Cleveland Browns quarterback Tyrod Taylor learned of the new anthem policy shortly after practice. He was a bit surprised players were not consulted.
Taylor said that “to make a decision that strong, you would hope the players have input on it but obviously not.”
Taylor added that “it’s what we have to deal with as players, good or bad. But at the end of the day, they call the shots and make their rules and that’s what we have to abide by.”
Taylor hopes that the focus will now be on “what players and owners can do in the community.”
The New York Jets say they will pay any fines and not penalize players if they violate a new NFL policy to stand or stay in the locker room during “The Star-Spangled Banner.”
Jets owner Christopher Johnson said Wednesday the team is focused on working with players to advance social justice issues rather than creating club rules or penalties that restrict demonstrations.
The ruling approved by NFL owners fines teams for their players kneeling on the field during the national anthem in a move meant to stem widespread debate over protests started by former quarterback Colin Kaepernick. The policy leaves it up to individual teams to decide whether to pass that cost on by punishing players directly.
Johnson says he plans to meet with Jets players and coaches to discuss the decision. He says he’ll support the players “wherever we land as a team.”
Chicago Bears linebacker Sam Acho credits Colin Kaepernick, Eric Reid and Michael Thomas for using their platform to raise awareness of social injustice.
But he sidestepped the questions when asked if he was OK with how the league implemented the changes to its national anthem policy and whether the union should have had more input.
Acho, a union representative, said that “of course, somebody who is standing on the side of the union is going to say yes and people who didn’t give the union a say — the owners — are going to say no. And so, what I do think is, I think we’re in a really good place, as a team, honestly as a country. Because we’re at this point, almost like a point of contrition, right? What do you do now?”
Acho also said the players and league need to continue working together to address the issue. He said that “it’s not an us-versus-them thing.”
Denver Broncos union representative Matt Paradis says that while he wishes players were consulted on the new national anthem policy, NFL owners have every right to introduce new rules.
Paradis says that “they are the employers, so if they want to create a stipulation, we’ll go from there.”
Denver defensive end Derek Wolfe agrees with the league’s new mandate for players to stand for “The Star-Spangled Banner” or stay inside the locker room.
Wolfe says: “That’s probably the best way to do it. The NBA’s been doing it for 20 years and they haven’t had an issue.”
Pittsburgh Steelers guard Ramon Foster shrugged his shoulders when asked about the NFL’s new policy on national anthem protests, saying in a way, players are powerless.
Foster says: ‘If the team says, ‘this is what we’re doing,’ and ownership (does too), you either deal with it or you’re probably going to get cut.
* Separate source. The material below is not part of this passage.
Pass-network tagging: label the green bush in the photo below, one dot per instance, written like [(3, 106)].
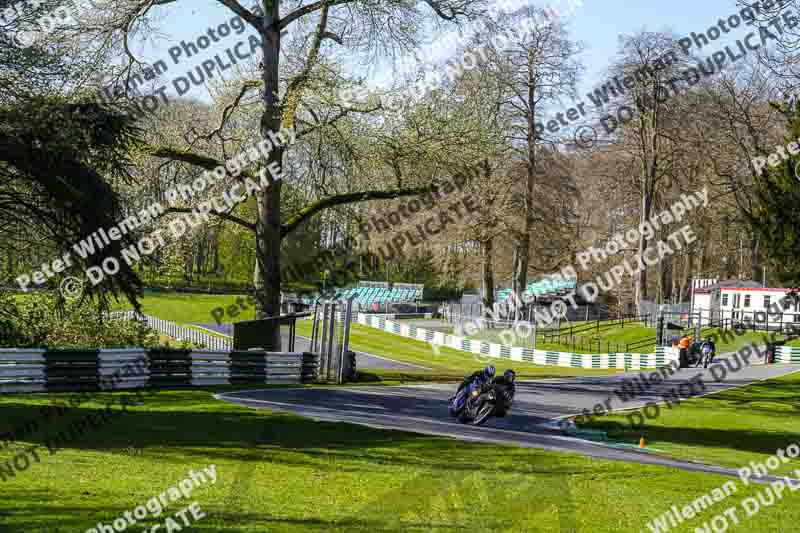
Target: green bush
[(41, 320)]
You can fight the resistance on that one but, same as we can’t smoke marijuana because it’s illegal in certain states, it’s the same issue.”
The guard says, “you have to adhere to the rules and if not, they’ll find a way to get you up out of there.”
The Steelers botched an attempt last fall to stay out of the national anthem flap by remaining in the tunnel during a game in Chicago.
Left tackle Alejandro Villanueva, a graduate of West Point who did three tours in Afghanistan before joining the NFL, found himself on the field when the anthem began playing and turned to face the flag. His teammates remained in the tunnel, leading to the stark image of Villanueva standing alone while his teammates remained out of sight 20 yards away.
Villanueva and the rest of the Steelers apologized for what they called a miscommunication.